OPIRG also hosts a number of action groups–including the Filipino Canadian Youth Alliance, Mining Injustice Solidarity Network and the Women’s Coordinating Committee for a Free Wallmapu–all run by and for University of Toronto students, which in many cases challenge the status quo to further environmental, and human rights advocacy. As a South American indigenous student at U of T, OPIRG has been one of the few places on campus where I have been able to fully express my concern for issues–such as indigenous land claims rights–and know my voice will not be greenwashed to the will of corporate or other private interests on campus.
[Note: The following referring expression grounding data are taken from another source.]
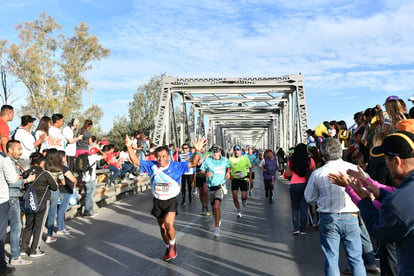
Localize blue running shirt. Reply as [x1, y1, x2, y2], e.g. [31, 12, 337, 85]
[140, 160, 189, 200]
[200, 156, 230, 188]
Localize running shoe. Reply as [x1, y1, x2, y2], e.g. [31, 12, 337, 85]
[292, 230, 300, 235]
[213, 227, 221, 237]
[300, 232, 307, 235]
[205, 210, 211, 216]
[237, 211, 242, 218]
[163, 247, 170, 261]
[167, 244, 177, 260]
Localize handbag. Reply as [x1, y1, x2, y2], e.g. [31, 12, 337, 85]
[20, 171, 47, 214]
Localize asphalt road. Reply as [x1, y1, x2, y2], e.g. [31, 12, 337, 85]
[12, 168, 349, 276]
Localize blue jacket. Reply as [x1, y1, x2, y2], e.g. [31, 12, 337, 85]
[358, 171, 414, 275]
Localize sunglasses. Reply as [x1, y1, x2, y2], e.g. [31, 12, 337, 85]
[182, 147, 189, 149]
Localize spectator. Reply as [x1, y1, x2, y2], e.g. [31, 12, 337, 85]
[0, 148, 18, 275]
[304, 138, 365, 275]
[76, 119, 93, 157]
[178, 143, 194, 205]
[47, 114, 65, 151]
[383, 96, 407, 134]
[14, 115, 46, 170]
[90, 135, 99, 149]
[20, 152, 58, 257]
[62, 119, 82, 171]
[55, 150, 76, 236]
[45, 149, 66, 244]
[6, 140, 34, 266]
[0, 105, 14, 152]
[82, 147, 106, 217]
[284, 143, 315, 235]
[34, 116, 51, 153]
[351, 131, 414, 275]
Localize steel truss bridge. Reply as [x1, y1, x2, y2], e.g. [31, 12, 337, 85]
[152, 74, 308, 151]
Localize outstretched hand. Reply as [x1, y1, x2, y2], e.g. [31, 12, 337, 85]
[192, 137, 207, 152]
[349, 179, 370, 199]
[327, 171, 349, 188]
[346, 166, 367, 183]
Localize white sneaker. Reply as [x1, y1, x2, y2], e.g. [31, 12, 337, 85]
[46, 236, 57, 243]
[237, 211, 242, 218]
[10, 256, 33, 265]
[56, 229, 71, 236]
[213, 227, 220, 237]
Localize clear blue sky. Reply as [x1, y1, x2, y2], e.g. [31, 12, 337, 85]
[1, 0, 414, 133]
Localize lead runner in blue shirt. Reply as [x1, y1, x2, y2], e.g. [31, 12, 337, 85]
[126, 135, 206, 262]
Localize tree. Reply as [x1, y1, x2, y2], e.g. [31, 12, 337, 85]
[0, 39, 13, 105]
[7, 12, 110, 118]
[106, 115, 131, 149]
[80, 104, 104, 137]
[128, 74, 165, 134]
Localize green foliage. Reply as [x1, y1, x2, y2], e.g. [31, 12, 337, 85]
[79, 104, 104, 137]
[106, 74, 165, 147]
[6, 12, 110, 120]
[128, 73, 164, 134]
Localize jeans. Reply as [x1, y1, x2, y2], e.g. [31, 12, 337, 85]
[0, 201, 9, 272]
[120, 162, 135, 178]
[319, 213, 366, 276]
[108, 165, 120, 182]
[359, 217, 376, 269]
[8, 197, 22, 259]
[57, 192, 71, 231]
[289, 183, 308, 232]
[47, 189, 60, 236]
[84, 180, 96, 213]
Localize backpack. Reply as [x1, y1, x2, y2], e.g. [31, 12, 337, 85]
[20, 171, 47, 214]
[74, 154, 91, 173]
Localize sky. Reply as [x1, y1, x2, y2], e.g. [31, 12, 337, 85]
[1, 0, 414, 133]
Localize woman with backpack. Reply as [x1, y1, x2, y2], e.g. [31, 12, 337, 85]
[20, 152, 58, 257]
[284, 143, 315, 235]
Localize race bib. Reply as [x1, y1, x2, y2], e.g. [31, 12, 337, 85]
[155, 182, 171, 195]
[213, 166, 225, 175]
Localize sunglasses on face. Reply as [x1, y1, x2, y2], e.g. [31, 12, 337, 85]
[182, 147, 188, 150]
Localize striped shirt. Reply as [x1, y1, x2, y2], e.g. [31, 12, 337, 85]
[304, 159, 360, 213]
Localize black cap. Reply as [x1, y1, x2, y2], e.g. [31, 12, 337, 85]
[371, 131, 414, 159]
[210, 144, 222, 153]
[21, 115, 36, 126]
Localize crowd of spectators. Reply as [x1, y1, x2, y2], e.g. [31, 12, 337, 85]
[0, 105, 152, 274]
[296, 95, 414, 275]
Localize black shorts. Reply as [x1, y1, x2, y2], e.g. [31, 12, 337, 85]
[231, 178, 249, 191]
[151, 196, 178, 218]
[196, 175, 207, 187]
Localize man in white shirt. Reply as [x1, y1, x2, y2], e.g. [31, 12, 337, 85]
[14, 115, 46, 169]
[47, 114, 65, 151]
[62, 118, 82, 171]
[304, 138, 365, 275]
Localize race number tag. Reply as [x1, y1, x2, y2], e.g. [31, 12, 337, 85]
[155, 182, 170, 195]
[213, 166, 225, 175]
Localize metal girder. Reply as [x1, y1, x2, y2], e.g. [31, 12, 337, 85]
[154, 75, 308, 151]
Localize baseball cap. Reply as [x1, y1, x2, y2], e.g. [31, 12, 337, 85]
[233, 145, 241, 151]
[21, 115, 36, 126]
[371, 131, 414, 159]
[210, 144, 222, 153]
[90, 147, 101, 155]
[383, 95, 400, 106]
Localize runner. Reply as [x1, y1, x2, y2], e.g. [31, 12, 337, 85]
[195, 145, 211, 216]
[259, 150, 279, 203]
[178, 143, 193, 205]
[229, 145, 252, 218]
[245, 146, 258, 196]
[200, 144, 230, 237]
[125, 135, 206, 261]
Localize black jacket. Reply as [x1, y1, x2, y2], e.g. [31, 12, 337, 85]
[24, 166, 58, 201]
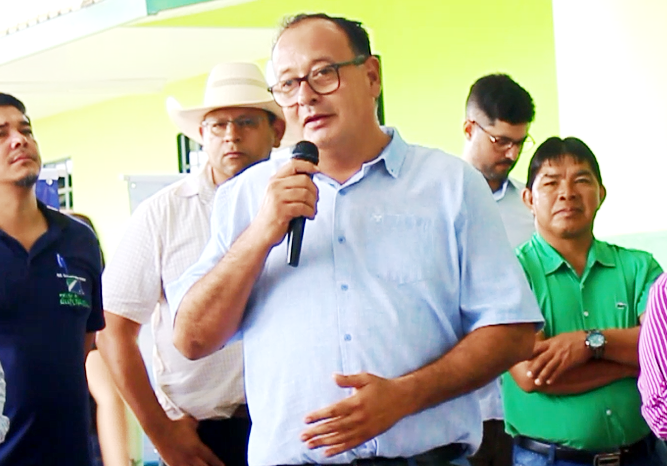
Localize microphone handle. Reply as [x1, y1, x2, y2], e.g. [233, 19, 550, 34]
[286, 216, 306, 267]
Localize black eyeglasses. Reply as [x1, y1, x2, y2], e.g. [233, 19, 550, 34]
[471, 120, 535, 152]
[268, 55, 369, 107]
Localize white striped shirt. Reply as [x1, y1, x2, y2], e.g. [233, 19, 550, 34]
[638, 272, 667, 439]
[0, 360, 8, 443]
[103, 165, 244, 420]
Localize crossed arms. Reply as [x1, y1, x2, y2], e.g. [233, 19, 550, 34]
[508, 326, 640, 395]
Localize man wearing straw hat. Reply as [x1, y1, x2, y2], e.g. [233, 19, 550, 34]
[97, 62, 285, 466]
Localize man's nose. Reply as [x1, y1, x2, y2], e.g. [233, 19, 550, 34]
[222, 122, 241, 141]
[558, 180, 577, 199]
[505, 144, 521, 161]
[9, 129, 28, 149]
[296, 79, 319, 106]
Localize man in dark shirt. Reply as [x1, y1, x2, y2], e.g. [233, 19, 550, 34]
[0, 93, 104, 465]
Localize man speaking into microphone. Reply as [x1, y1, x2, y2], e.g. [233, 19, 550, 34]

Whether it be questioning the role of billionaire investments in the Munk School of Global Affairs, or challenging university investments in the military arms industry, OPIRG speaks truth to power on campus, often stepping on the toes of powerful interests that have a different vision of what the university should look like.

It is no surprise then that the current campaign to defund OPIRG seeks to discredit the organization in the eyes of students and targets marginalized communities that have very rarely had a voice on campus since the inception of the University. The recent op-ed by Christopher Dryden, which argues to defund OPIRG, speaks to this manipulation of facts by initially claiming that the UTSU student levy was no less than $147,000 paid to the organization, which is entirely false as this number represents the totalassets of OPIRG Toronto in a given year.  According to the University of Toronto fees website, the OPIRG Toronto levy fee under UTSU is a mere 50 cents per full-time undergraduate student per term, which is reflected in UTSU’s annual audit as approximately $38,000 for the year of 2016. This means that this referendum is concerning only as approximately $38,000 and neither the full budget of OPIRG Toronto or the amount all undergraduates pay. Mind you, even this number does not align with the stated number of full-time undergraduates at the University in 2016-17, which was 39,411. So OPIRG Toronto isn’t even receiving fees equal to all UTSU members.
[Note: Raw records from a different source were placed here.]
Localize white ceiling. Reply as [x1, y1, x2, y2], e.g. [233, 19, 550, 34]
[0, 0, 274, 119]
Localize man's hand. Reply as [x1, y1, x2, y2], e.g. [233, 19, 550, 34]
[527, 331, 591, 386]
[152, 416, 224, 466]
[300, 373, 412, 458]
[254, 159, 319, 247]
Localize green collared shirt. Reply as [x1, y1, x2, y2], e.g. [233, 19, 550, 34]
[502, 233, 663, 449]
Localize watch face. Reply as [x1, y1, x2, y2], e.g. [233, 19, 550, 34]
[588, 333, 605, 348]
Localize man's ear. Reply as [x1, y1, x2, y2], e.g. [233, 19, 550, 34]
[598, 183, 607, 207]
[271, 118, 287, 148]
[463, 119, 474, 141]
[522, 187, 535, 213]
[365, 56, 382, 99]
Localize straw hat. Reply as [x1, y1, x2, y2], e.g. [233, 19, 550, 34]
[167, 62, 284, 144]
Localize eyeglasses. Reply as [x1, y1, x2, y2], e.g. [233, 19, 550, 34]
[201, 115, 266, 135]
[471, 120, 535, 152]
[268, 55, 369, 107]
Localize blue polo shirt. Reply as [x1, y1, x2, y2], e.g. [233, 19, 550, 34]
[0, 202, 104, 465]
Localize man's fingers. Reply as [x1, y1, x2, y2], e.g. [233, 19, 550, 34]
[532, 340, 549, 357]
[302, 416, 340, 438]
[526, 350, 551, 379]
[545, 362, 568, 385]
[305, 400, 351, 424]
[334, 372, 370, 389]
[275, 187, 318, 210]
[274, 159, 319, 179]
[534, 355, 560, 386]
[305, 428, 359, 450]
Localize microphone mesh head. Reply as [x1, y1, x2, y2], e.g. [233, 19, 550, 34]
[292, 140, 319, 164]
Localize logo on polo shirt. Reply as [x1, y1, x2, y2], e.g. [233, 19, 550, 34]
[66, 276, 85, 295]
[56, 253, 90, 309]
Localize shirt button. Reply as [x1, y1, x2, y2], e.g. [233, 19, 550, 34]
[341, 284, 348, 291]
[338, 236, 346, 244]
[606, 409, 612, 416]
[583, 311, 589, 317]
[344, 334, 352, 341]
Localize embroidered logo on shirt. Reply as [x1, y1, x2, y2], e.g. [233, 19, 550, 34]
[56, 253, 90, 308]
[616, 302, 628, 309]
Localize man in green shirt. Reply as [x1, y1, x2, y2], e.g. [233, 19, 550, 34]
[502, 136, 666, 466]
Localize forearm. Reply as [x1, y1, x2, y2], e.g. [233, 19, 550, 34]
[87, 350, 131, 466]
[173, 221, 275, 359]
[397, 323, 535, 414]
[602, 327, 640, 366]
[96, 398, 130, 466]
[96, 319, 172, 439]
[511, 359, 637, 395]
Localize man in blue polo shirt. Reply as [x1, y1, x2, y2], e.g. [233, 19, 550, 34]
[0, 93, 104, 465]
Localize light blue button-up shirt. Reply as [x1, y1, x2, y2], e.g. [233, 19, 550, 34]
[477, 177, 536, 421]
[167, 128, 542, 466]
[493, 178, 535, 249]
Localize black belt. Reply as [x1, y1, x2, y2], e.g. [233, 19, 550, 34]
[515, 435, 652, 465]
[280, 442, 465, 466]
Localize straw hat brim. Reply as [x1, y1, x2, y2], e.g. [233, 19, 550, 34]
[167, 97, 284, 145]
The author’s attempt to discredit OPIRG proves the author’s inept research at best, and purposeful manipulation of undergraduate students at worst, which preys on student sentiment of making ends meet to silence dissent. The author ridicules articles published in OPIRG’s Actions Speak Louder which upon further inspection reveals his political agenda. 2011’s “How Sex Lost Its Steam” denounces pinkwashing of queer/trans communities and “Eclectic Vultures Go On a Wine-Tasting Spree” from 2016 explores the sexual and economic exploitation of migrant women. Dryden’s sentiment is very clearly one which mocks and demeans the struggles of marginalized people and reveals the true political agenda behind the “Yes OPIRG out of U of T” campaign. One which seems to want to uphold and maintain the university as an Old Boys club which excludes the stories and experiences of the marginalized as valuable research and motivation for action. But, sadly for the author, the faces of university have changed and OPIRG has been there the entire way.

For an organization with only two full-time staff, OPIRG Toronto manages to run ­a student run a research symposium, a bi-annual student led publication, logistical support for action groups, Tools for Change, DisOrientation and countless other initiatives with a total budget of less than $150,000 a year, while paying their staff a living wage. This is staggering in comparison to the multi-million-dollar budgets run by student unions and non-profit enterprises across North America and on this campus.

Just fifty cents allow undergraduate students the opportunity to publish and present research, build analysis beyond what can be found in the classroom, learn valuable skills that can be used in all sorts of fields, and find their voice to challenge the state of affairs on and off campus. OPIRG has given me so much to be able to do this over my years at U of T, I can only hope that my fellow students will continue to have the same opportunity that I’ve had.

Jenna Morales is an undergraduate student at Woodsworth College specializing in Geography.